Document: {document}

Provide detailed analysis:"""
            )
        else:
            analysis = summary

        return Analysis(
            facts=facts,
            topics=topics,
            summary=summary,
            detailed=analysis
        )

Routing Pattern

class ModelRouter:
    """Route requests to appropriate model size."""

    async def route(self, request: Request) -> Response:
        complexity = await self._assess_complexity(request)

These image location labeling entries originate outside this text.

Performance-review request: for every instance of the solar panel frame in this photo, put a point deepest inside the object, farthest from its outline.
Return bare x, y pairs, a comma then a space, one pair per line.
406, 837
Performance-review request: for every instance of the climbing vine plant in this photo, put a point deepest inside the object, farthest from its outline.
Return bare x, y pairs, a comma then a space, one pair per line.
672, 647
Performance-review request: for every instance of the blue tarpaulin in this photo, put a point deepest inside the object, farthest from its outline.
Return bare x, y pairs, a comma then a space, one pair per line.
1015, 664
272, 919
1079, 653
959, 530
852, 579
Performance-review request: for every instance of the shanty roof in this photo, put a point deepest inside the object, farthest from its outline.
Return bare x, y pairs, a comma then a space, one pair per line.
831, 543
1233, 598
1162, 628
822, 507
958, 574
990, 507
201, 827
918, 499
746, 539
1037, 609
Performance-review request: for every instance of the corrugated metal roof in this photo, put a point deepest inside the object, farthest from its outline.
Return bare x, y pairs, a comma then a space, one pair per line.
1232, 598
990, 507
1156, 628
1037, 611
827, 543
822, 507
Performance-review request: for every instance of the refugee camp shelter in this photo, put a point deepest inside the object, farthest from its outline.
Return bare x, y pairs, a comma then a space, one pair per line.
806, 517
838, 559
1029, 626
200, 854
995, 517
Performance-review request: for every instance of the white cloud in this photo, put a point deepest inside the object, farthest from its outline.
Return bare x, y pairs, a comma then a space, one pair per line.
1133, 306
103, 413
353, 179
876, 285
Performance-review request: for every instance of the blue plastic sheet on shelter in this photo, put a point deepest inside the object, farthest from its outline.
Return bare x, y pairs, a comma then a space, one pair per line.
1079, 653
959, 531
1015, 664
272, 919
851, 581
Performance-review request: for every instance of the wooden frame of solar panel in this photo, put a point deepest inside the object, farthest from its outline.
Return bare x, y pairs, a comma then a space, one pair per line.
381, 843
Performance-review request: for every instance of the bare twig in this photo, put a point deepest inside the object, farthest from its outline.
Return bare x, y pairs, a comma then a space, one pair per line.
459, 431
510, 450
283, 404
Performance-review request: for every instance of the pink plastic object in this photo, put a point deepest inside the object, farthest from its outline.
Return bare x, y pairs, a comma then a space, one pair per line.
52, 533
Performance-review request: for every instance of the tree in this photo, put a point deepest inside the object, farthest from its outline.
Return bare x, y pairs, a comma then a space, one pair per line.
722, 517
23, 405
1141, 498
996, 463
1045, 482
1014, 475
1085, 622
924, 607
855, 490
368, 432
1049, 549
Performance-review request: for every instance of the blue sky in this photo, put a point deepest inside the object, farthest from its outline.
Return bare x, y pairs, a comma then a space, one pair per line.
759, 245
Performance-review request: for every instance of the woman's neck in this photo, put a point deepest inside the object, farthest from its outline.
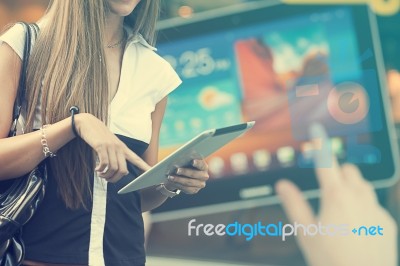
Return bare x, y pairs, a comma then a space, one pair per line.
114, 29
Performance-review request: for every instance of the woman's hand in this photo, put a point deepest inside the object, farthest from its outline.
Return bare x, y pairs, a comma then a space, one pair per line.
189, 180
346, 198
112, 153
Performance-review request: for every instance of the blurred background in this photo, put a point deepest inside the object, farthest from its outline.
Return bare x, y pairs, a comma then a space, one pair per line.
168, 242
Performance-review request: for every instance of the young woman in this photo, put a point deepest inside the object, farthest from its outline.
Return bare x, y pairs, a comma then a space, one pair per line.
97, 55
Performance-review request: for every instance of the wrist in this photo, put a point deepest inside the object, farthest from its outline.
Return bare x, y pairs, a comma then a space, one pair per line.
169, 191
79, 121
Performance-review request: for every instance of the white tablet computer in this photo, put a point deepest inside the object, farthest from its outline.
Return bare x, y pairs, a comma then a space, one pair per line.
199, 147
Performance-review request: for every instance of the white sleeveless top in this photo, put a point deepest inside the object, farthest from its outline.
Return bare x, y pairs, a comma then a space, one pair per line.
145, 79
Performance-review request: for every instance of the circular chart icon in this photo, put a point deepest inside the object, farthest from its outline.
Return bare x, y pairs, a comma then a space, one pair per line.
348, 103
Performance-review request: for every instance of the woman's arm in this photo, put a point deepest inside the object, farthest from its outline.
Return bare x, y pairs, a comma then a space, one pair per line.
189, 180
20, 154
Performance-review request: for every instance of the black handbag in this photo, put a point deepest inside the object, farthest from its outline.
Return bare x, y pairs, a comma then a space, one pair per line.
20, 197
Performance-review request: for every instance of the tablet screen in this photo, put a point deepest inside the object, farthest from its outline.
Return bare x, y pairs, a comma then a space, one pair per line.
284, 67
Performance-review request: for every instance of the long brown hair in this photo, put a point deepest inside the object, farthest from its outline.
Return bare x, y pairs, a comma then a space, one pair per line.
66, 69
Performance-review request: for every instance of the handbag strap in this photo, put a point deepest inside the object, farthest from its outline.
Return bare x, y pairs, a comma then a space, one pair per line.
31, 31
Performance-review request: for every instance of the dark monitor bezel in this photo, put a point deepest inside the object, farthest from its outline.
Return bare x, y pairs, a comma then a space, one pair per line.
224, 194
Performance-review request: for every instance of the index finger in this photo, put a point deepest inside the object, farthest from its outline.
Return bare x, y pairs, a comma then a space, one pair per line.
326, 165
136, 160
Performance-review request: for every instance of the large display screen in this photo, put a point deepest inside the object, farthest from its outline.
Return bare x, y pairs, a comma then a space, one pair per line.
285, 72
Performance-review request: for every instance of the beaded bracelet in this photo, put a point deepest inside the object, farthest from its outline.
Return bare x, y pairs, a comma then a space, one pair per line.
74, 110
43, 140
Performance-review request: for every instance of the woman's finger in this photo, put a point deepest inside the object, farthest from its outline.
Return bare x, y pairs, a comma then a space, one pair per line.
194, 174
112, 166
136, 160
187, 189
200, 164
122, 169
327, 167
187, 182
103, 163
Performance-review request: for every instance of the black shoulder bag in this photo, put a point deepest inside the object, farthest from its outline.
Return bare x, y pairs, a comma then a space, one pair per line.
21, 198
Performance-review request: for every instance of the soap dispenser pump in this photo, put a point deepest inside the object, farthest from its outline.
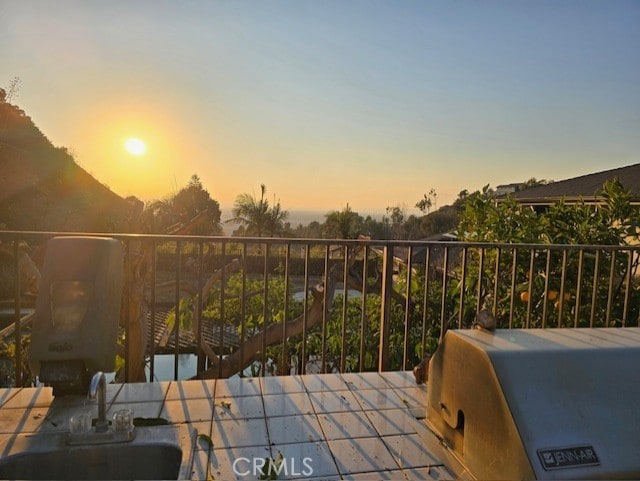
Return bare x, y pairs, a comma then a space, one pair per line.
75, 325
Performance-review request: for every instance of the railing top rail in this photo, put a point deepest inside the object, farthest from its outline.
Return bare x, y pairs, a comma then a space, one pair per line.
316, 241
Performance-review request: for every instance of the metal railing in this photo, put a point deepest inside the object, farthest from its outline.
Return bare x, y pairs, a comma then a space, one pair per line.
255, 305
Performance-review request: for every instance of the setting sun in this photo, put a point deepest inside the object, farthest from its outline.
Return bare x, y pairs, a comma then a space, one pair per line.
135, 147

        if complexity == "simple":
            return await self.small_model.generate(request)
        elif complexity == "medium":
            return await self.medium_model.generate(request)
        else:
            return await self.large_model.generate(request)

    async def _assess_complexity(self, request: Request) -> str:
        # Use small model to assess complexity
        assessment = await self.small_model.generate(
            prompt=f"""Rate this request's complexity: simple, medium, complex

Request: {request.content[:500]}

Complexity:"""
        )
        return assessment.strip().lower()

Self-Hosting Considerations

When to Self-Host

self_hosting_decision:
  consider_self_hosting:
    - Data privacy requirements
    - Predictable high volume
    - Latency-sensitive applications
    - Cost optimization at scale
    - Offline/air-gapped needs

  stick_with_apis:
    - Variable volume
    - Limited ML ops expertise
    - Rapid iteration needed
    - Don't want infrastructure burden

Deployment Options

self_hosting_options:
  ollama:
    ease: "Very easy"
    use_case: "Development, small scale"
    command: "ollama run llama3:8b"

  vllm:
    ease: "Moderate"
    use_case: "Production, high throughput"
    features: "Continuous batching, PagedAttention"

  tgi:
    ease: "Moderate"
    use_case: "Production, Hugging Face ecosystem"
    features: "Optimized inference, streaming"

Key Takeaways

Small models handle most production tasks well
98% cost savings possible vs. large models
Use explicit prompts with examples
Decompose complex tasks into small-model steps
Route based on task complexity
Self-host for privacy or extreme scale
Test quality carefully before switching
Small models are getting better fast
Default to small, escalate when needed
The right model is the smallest that works

Small models are the pragmatic choice. Use them.